Will I have to provide proof that I was originally vaccinated with the Pfizer-BioNTech shot in order to get a booster?
Yes, technically, but according to CDC director Dr. Rochelle Walensky, the CDC is advising vaccine providers not to deny individuals doses, thus vaccinators are more likely to urge patients to self-attest that they are eligible rather than asking for evidence.
Vaccination places, on the other hand, will have various policies for determining eligibility. Walgreens, for example, claims they will ask individuals to attest that they satisfy the booster requirements when they book their appointment and again right before they get their shot, but pharmacists will not. A spokesman tells TIME, “Ultimately, we are focused on removing barriers and improving vaccine access.”

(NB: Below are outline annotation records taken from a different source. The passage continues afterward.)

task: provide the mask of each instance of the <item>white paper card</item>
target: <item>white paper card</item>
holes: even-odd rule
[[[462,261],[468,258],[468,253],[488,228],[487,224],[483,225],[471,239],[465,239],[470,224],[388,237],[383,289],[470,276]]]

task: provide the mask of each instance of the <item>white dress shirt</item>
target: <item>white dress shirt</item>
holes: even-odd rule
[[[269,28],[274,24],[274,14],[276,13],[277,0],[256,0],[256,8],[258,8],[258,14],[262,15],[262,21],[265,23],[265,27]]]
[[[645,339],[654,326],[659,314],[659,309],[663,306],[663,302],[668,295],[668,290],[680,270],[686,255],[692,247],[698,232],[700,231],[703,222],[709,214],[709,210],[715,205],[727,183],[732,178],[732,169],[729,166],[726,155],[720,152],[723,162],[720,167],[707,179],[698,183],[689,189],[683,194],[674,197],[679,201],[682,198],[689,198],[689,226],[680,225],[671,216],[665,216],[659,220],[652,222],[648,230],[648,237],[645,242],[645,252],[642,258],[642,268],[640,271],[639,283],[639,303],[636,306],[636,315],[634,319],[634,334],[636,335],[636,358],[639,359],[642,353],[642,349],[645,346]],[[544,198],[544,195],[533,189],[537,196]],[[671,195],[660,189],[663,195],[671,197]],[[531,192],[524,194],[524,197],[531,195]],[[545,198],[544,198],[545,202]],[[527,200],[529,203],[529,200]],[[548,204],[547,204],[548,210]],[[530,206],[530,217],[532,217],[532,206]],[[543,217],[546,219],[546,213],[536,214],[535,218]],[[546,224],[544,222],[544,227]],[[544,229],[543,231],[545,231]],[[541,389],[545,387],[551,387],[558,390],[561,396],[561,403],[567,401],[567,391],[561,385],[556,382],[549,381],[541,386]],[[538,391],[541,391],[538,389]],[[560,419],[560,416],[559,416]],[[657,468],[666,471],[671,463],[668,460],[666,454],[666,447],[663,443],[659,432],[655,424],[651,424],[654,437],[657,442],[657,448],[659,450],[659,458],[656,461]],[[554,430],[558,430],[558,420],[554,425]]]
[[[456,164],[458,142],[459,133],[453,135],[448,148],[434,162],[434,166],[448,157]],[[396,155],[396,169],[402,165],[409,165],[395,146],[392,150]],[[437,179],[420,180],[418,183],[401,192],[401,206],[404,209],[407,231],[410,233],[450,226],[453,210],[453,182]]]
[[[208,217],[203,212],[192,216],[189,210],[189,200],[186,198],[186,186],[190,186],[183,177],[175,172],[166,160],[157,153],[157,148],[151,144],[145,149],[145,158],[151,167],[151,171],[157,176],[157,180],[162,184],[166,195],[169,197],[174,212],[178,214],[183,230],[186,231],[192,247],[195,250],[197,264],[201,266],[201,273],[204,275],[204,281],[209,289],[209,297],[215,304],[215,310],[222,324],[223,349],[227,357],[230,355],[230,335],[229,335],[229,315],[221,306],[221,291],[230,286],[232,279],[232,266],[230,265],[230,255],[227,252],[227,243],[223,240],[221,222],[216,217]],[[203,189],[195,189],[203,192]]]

According to a UCLA Medical Center representative, clinicians can check patients’ electronic health records to see which vaccines they received if they were treated there. People who aren’t patients are asked to bring their immunization card to show that they received the Pfizer-BioNTech shot.
Providers are likely to require customers to self-attest that they received the Pfizer-BioNTech shot and that it has been at least six months since their last dose if they misplaced their card. In general, sites will not require proof that you are of a certain age, have a certain underlying health condition, or are exposed to an occupational danger.